Rasheed Bello, a dealer in Isolo area of Lagos, explained to BusinessDay that the brand has been topping the demand for roofing sheets because of its fashionable designs and the ‘moderate’ prices.

Bello added that well-heeled consumers are increasingly pitching tents with the stone-coated variant which is currently the most expensive at N2,500 per square metre.

“But moderate spenders are settling for Alu-zinc or ordinary zinc which costs even less,” he said.

Depending on the brand, the price of a 50kg bag of cement has risen from N2,500, N2,650, and N2,700 between September and October to N3,000, N3,200, and N3,500, respectively. Dangote brand remains the toast of the market and, therefore, attracts a higher price than any other.

Iron rod, another major building, and construction component, now goes for between N280,000-N290,000 per ton while a ton of granite now sells for N190.000. A truckload of sharp sand goes for N80,000 while a bag of nail sells for N10,000.

But more than other building materials, the increase in the price of cement means a lot for the building industry.

Johnson Chukwuma, a structural engineer, said apart from the tendency by property developers to compromise on quality in their projects, achieving lower construction costs and making housing affordable would continue to be a dream deferred.

At Pako building materials market in Iyan-Ira, along Lagos-Badagry Expressway, Ayodeji Jimoh, a cement dealer, explained that the rise in the price of cement was due to a number of factors.
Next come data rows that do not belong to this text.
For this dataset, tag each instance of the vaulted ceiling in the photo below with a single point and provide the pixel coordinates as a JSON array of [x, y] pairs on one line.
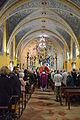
[[28, 19]]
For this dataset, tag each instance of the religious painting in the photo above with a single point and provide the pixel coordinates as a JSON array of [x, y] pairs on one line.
[[1, 40]]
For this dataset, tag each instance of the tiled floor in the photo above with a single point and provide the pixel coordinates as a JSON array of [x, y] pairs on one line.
[[42, 106]]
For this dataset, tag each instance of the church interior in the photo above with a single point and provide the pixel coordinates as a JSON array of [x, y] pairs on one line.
[[35, 33]]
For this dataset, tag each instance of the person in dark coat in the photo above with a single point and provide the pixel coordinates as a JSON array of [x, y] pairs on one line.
[[5, 87]]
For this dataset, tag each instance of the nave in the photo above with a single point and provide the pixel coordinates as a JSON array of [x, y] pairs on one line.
[[42, 106]]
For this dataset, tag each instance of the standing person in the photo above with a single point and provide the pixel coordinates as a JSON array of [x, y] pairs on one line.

Apart from the scarcity of the product in the open market, leading to panic buying by builders, he said, cement price usually goes up at this period of the year.

Jimoh could not, however, confirm the speculation in some quarters that there was an increase in the price of the product by one of the manufacturers. He could not dismiss the speculation either, saying, “Maybe that was the cause of the problem in the market.”

The rise in the price of cement has directly impacted the price of molded blocks which has moved from N250.00 per unit to N300 per unit for the 9” hole-block, and from N200 to N240 per unit for the 6” block.

Temitope Awotokun, managing director of Topetokun Blocks Industry in the Ijanikin area of Lagos, confirmed the new prices of blocks in an interview, blaming it partly on the Lagos State government’s new directive issued to block moulders.

“The adjustment in the price of blocks is due to the directive by the Lagos State government for us to increase the quality of blocks used in building houses in order to reduce the high incidence of building collapse in the state,” he said.

“But the new price increase is as a result of the increase in the price of cement. We have to increase the price of the blocks in order to recover the cost of the cement and have something left for our troubles,” he said.